I recently experienced an unwarranted sexual encounter while at a party at a Cornell University fraternity. It was a highlighter party at the Seal and Serpent fraternity on Sept. 27. I had lost the two friends I had gone there with in the crowd. It was dark, and I was trying to find one of my friends who had too much to drink, and a guy took advantage of my distractedness.
He came up and asked if I wanted neon paint, and I consented and put my arms out in front of me for him to lather while I continued scanning the room for my friend. He proceeded to put his hands on my breasts and stomach, completely bypassing my arms, and then finally clapped both hands on my face. Afterward, he said, “Well, I guess it doesn’t really matter since we don’t know each other and will never see each other again,” and then ran into the crowd. I was left flustered because it had all happened so quickly that I felt powerless and couldn’t process what had just happened. From an outsider’s standpoint, it was a scenario that may not have seemed like it needed an intervention. I even have his handprints clearly left on the shirt from the event.
I eventually found my friend who had wandered away from the party and took care of her while wondering what could or should be done about what had happened. To my disbelief, when I told my friends at home, they laughed, and their primary reaction was, “You were at a Cornell fraternity. It’s kind of expected.” The truth is: No one should expect sexual aggression, no matter where they go.
The fraternity culture has revealed many cases of condoning sexual violence throughout history.
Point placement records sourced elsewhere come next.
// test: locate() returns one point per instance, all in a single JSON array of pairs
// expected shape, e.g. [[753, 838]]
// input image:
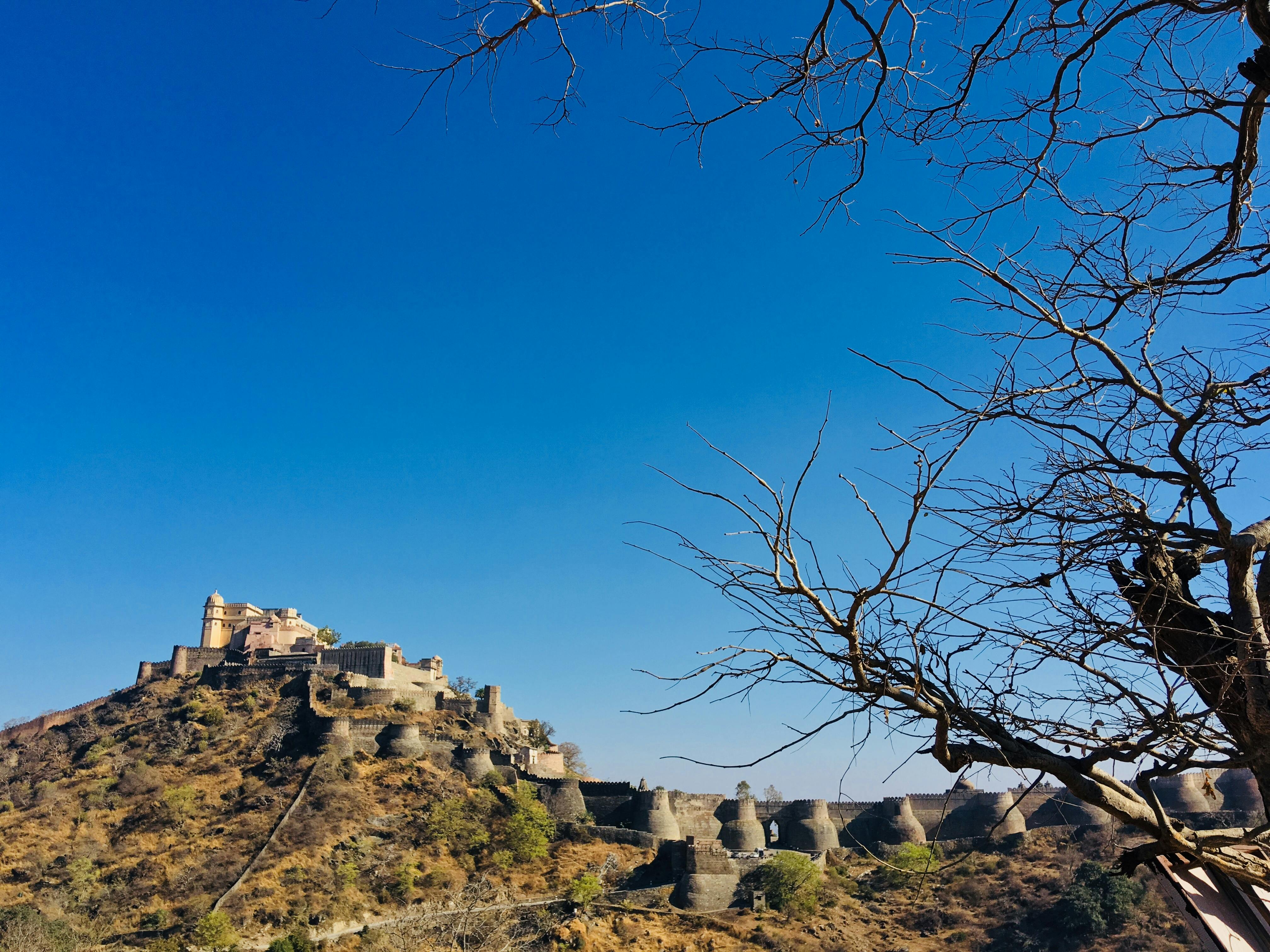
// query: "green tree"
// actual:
[[792, 883], [82, 876], [1099, 902], [530, 827], [215, 932], [585, 889], [910, 858], [461, 822], [573, 763]]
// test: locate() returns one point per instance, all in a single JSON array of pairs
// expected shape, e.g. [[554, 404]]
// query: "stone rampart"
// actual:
[[190, 660], [696, 814], [152, 671], [373, 662]]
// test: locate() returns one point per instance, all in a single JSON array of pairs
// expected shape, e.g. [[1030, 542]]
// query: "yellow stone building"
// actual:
[[243, 626]]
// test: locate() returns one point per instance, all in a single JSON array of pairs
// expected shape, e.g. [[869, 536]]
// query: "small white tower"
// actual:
[[216, 634]]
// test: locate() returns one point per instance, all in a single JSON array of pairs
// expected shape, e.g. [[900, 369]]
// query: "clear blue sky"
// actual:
[[256, 339]]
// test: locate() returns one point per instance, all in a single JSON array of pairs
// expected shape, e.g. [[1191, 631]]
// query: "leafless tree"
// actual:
[[1093, 596]]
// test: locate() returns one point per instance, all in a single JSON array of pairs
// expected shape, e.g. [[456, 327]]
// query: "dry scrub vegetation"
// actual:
[[129, 824], [139, 815]]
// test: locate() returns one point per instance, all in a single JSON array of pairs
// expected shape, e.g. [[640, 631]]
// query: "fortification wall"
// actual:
[[187, 660], [696, 814], [55, 719], [373, 662]]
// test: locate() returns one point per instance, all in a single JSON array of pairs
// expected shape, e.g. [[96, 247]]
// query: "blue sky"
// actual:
[[411, 382]]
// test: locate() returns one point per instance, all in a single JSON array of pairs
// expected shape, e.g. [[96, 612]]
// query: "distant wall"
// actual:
[[373, 662], [186, 660], [149, 671], [696, 814], [55, 719]]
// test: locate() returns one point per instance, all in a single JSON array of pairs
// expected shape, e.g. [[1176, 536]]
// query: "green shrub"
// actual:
[[295, 942], [439, 880], [585, 889], [503, 858], [525, 840], [792, 883], [158, 920], [530, 828], [1099, 902], [215, 932], [346, 875], [461, 822], [403, 880], [82, 875], [180, 803], [910, 858]]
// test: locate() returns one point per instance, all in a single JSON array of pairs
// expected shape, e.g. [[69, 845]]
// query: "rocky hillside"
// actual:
[[130, 825]]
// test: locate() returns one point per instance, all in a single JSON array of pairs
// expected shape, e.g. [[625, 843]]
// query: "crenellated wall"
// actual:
[[962, 813]]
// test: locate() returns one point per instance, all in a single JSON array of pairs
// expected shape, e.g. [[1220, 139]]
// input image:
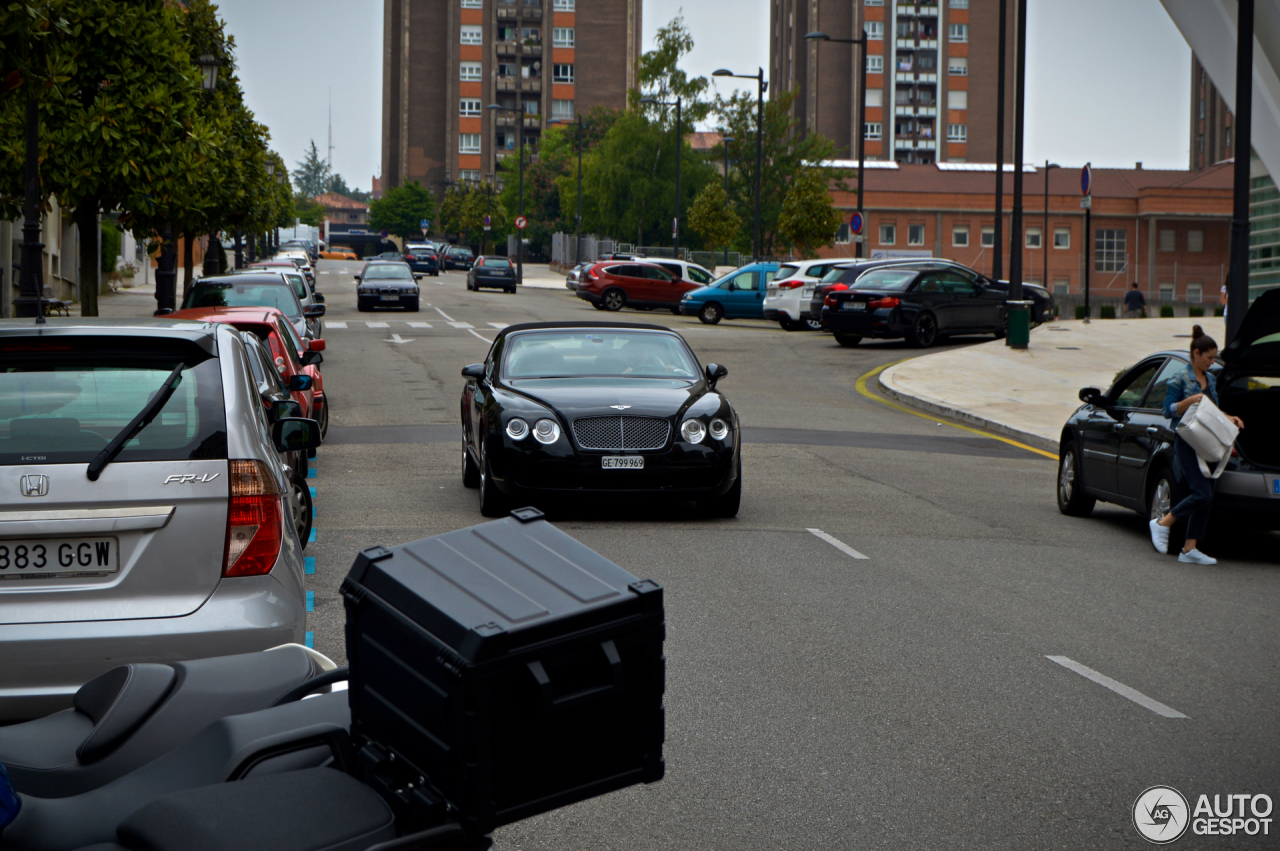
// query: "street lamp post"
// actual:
[[680, 150], [726, 140], [759, 147], [520, 234], [862, 115], [1045, 236]]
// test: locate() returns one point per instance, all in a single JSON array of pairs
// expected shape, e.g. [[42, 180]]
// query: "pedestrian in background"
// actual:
[[1185, 389], [1133, 302]]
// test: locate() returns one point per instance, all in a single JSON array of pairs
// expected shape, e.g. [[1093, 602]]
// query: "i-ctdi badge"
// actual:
[[1161, 814]]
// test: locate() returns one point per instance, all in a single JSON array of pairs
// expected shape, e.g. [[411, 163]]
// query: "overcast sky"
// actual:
[[1109, 78]]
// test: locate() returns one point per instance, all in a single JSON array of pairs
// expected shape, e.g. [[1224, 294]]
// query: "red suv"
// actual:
[[613, 286]]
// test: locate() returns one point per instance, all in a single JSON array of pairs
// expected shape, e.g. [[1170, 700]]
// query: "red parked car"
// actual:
[[613, 286]]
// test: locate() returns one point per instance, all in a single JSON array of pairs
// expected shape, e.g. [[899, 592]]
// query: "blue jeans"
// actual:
[[1194, 509]]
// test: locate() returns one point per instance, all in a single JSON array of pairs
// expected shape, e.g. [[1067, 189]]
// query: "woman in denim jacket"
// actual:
[[1185, 389]]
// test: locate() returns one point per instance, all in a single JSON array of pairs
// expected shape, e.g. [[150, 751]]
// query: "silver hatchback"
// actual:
[[141, 504]]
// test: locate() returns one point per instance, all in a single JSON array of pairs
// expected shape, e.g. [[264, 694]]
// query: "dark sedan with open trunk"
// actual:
[[574, 408]]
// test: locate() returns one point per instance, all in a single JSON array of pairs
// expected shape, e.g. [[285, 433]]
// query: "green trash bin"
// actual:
[[1019, 324]]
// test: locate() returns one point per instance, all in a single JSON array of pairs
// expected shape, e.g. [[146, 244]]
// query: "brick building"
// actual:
[[931, 74], [446, 60], [1168, 230]]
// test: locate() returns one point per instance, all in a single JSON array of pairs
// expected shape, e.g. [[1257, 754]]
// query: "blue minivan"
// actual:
[[739, 294]]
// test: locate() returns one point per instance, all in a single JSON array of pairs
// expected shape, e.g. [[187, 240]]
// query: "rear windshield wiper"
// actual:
[[145, 416]]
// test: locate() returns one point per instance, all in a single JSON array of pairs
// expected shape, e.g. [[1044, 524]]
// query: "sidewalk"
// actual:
[[1028, 394]]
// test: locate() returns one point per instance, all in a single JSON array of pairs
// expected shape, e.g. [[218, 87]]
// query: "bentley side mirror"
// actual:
[[295, 434], [1092, 396]]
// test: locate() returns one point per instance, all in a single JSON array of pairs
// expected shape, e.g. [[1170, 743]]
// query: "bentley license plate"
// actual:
[[65, 556], [626, 462]]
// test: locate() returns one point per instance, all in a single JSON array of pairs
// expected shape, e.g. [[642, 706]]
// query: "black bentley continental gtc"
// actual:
[[563, 408]]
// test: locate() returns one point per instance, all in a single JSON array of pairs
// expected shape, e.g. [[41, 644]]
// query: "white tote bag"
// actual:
[[1207, 430]]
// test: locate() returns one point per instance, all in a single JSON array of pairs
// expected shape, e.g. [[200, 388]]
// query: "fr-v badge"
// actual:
[[33, 485]]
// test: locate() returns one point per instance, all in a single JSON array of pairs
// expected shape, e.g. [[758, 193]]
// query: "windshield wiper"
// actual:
[[145, 416]]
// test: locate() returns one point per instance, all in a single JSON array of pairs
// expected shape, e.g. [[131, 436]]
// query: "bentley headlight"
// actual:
[[693, 430], [545, 431]]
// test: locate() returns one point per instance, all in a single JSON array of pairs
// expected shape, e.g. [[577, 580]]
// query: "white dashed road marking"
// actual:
[[839, 544], [1119, 687]]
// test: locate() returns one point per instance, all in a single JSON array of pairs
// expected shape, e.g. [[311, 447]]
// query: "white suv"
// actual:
[[790, 292]]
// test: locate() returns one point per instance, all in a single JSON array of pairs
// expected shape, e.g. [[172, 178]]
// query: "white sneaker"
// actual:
[[1159, 536]]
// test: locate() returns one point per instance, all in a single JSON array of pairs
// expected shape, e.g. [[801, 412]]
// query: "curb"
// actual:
[[886, 384]]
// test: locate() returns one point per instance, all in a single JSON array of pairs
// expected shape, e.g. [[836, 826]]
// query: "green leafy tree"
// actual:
[[401, 210], [312, 175], [808, 219], [786, 154], [712, 219]]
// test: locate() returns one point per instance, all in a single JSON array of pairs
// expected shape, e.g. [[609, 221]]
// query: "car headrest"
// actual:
[[118, 701]]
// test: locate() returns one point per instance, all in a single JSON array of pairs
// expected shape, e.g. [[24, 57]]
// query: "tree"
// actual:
[[808, 219], [712, 219], [401, 210], [786, 154], [312, 175]]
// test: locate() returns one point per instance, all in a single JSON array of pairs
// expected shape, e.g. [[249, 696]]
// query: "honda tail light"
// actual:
[[255, 520]]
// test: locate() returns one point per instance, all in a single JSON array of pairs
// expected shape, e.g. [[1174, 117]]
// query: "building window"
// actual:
[[1109, 250]]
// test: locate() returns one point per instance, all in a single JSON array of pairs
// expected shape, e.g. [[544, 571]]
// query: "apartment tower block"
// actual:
[[446, 60], [931, 71]]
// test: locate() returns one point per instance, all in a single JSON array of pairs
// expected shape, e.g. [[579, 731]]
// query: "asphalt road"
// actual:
[[817, 700]]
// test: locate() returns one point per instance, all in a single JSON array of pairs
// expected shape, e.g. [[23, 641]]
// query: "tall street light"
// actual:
[[862, 114], [759, 147], [680, 150], [520, 234], [1045, 236], [725, 141]]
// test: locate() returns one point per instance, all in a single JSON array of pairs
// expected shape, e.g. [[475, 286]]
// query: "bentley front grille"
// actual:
[[621, 433]]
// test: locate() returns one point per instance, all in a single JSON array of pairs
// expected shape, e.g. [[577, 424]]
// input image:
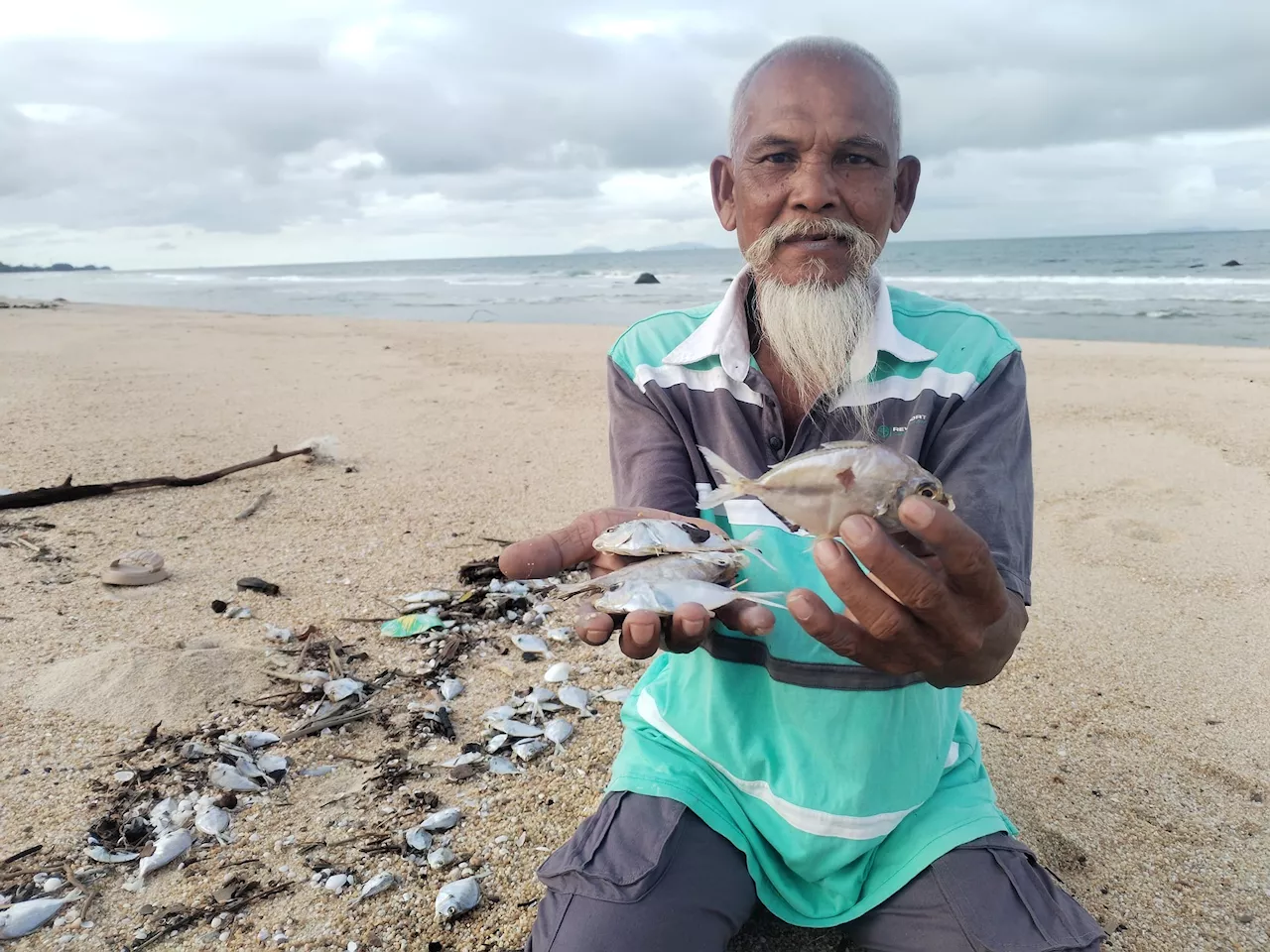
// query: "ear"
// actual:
[[906, 190], [721, 186]]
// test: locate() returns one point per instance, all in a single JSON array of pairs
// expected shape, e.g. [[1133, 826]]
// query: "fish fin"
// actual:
[[735, 481]]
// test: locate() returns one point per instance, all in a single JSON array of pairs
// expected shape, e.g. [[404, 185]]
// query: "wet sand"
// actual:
[[1128, 738]]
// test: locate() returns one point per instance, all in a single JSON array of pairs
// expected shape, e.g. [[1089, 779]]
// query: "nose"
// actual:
[[813, 188]]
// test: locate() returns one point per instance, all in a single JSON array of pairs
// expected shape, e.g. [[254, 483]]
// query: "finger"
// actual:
[[544, 556], [642, 635], [962, 553], [844, 638], [689, 627], [903, 575], [747, 617]]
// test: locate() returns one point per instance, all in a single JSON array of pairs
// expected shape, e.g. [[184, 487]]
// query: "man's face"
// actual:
[[817, 143]]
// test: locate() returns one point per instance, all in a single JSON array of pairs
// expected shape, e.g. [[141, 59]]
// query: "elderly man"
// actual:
[[816, 761]]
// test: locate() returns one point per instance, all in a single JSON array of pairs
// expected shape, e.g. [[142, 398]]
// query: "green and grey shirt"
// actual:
[[837, 782]]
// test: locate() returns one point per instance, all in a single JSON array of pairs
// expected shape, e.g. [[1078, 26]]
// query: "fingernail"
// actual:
[[826, 551], [857, 530], [917, 512], [643, 630]]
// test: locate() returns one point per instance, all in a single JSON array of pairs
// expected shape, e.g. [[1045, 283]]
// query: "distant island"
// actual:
[[59, 267]]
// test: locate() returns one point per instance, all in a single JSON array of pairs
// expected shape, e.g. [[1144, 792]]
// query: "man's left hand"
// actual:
[[947, 616]]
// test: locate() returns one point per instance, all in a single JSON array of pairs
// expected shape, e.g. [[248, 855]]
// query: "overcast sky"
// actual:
[[180, 132]]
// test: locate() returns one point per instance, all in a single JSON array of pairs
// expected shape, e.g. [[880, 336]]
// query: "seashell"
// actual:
[[558, 730], [575, 697], [418, 839], [254, 740], [441, 857], [557, 673], [213, 821], [24, 918], [376, 885], [100, 855], [343, 688], [457, 897], [226, 777], [518, 729], [530, 644], [441, 820], [530, 748]]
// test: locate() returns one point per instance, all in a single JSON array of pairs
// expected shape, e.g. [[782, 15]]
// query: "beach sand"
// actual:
[[1128, 738]]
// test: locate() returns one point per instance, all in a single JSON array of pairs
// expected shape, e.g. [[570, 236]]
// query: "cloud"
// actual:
[[379, 117]]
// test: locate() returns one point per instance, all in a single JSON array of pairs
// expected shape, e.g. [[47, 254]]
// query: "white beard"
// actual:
[[816, 329]]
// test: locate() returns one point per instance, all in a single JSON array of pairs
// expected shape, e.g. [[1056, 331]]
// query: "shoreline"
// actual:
[[1125, 738]]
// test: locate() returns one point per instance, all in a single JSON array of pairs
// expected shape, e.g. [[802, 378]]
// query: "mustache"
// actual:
[[864, 246]]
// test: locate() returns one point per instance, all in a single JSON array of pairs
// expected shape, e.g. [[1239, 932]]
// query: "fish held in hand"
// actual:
[[818, 489]]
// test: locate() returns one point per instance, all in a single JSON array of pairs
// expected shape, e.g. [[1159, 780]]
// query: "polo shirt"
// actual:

According to Nicholas Syrett of The New York Times, “College fraternities are built on exclusion.” Syrett continued to say, “By promoting one version of masculinity — hard drinking and sexually aggressive — fraternities pressure men to change in order to earn membership and status within them. Either way, if colleges support organizations promoting these attitudes, they tacitly condone them as well, encouraging men to believe there is a place for such beliefs on campus.”
Elizabeth A. Armstrong, also of The New York Times, said, “In addition to their negative effect on gender relations and sexual climate, fraternities are frequently exclusive on the basis of class, race, sexual orientation and national origin. Despite these negative influences universities may be hesitant to rein in fraternity party life, as doing so could jeopardize tuition dollars from students interested in Greek life, as well as funds from well-heeled university alumni. It is thus unlikely that universities will ban these organizations altogether.”
Later that night, I called my parents because I felt lost and that a part of my dignity had been broken. I did not know what steps to take or what to do. It was traumatizing. I felt like I had no resources. My parents told me to call the police, who came to ask me for an account of the events. Since I am unable to identify the man who violated me, they can do nothing. I was told to seek counseling to heal personally, not that anyone could do anything about the incident. Many people are discouraged in approaching authorities for the very reason that they automatically assume nothing will be done.
I consider myself to be a very cautious and capable person, and this incident made me feel powerless. Unfortunately, this type of event happens more often than people acknowledge and often goes undocumented and unreported. I am working to advocate for collaboration of sexual assault prevention between the campuses of Cornell and Ithaca College to make the resources more accessible to sexual assault victims. People need to ask themselves if they would realize if they were being sexually assaulted and work to not act passively toward unwanted sexual attention. Sweeping problems under the rug will not make them go away and will only allow sexual assault to be condoned rather than eliminated.